Ich darf hier einige Beispiele nennen. Es ist für mich unerträglich, wenn in dieser Stadt bei der sogenannten AlQuds-Demo jedes Jahr Parolen skandiert werden, die den Tod Israels fordern. Wer den Tod Israels, die Vernichtung des Zionismus und des jüdischen Volkes fordert, der hat in der Stadt der Wannseekonferenz und in diesem Land nichts verloren!

[Beifall bei der CDU, der FDP, den Grünen und der Linksfraktion]

Weiterhin müssen wir uns klar wehren, wenn schleichend aus falsch verstandener Toleranz die mit unserer Werteordnung unvereinbare Geißel der Scharia in unsere Rechtsordnung Einzug hält. Es kann nicht sein, dass in Urteilen in Einzelfällen mit dem Hinweis auf die Herkunft des Angeklagten beispielsweise Gewalt und Vergewaltigung in der Ehe oder Zwangsheiraten in unserem Land toleriert werden.
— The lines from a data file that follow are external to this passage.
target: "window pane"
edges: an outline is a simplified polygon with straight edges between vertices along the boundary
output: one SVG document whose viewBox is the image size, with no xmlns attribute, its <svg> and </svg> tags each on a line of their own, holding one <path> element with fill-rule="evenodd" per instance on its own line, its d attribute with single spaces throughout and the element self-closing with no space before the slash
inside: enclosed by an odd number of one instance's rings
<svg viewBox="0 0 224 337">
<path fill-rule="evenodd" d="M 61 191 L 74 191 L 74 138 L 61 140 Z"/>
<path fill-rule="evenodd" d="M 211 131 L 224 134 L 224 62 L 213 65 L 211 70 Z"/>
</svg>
[Beifall bei der CDU und der FDP]

Wir haben uns an viel zu vieles gewöhnt und sind bereit, uns in viel zu vielem in unsere Werteordnung hineinreden zu lassen, so auch beispielsweise bei christlicher Symbolik in der Weihnachtszeit, die mit Rücksicht auf Muslime angeblich besser unterlassen werden sollte. Man kann das alles als unwesentlich abtun. Ich stelle an solchen Beispielen nur fest, dass wir aufpassen sollten, als westlichdemokratische Wertegemeinschaft nicht langsam zu weich und zu passiv zu werden. Ich erwarte auch von den Organisationen der muslimischen Einwanderer in Deutschland eine schnelle und deutliche Distanzierung von islamistischen Scharfmachern.

Worauf müssen wir uns hinsichtlich der akuten Bedrohung einrichten? – Laut Geheimdienstquellen aus den USA sollen zwei Zweiergruppen von in Pakistan ausgebildeten Terroristen auf dem Weg nach Deutschland sein.

Es wird nicht ausgeschlossen, dass schon jetzt sogenannte Schläferzellen aktiviert worden sind. Für denkbar gehalten wird zudem, dass sich zwei Dutzend Terroristen, ebenfalls aus dem pakistanischem Raum, bereits innerhalb der weitgehend grenzkontrollfreien EU-Zone befinden.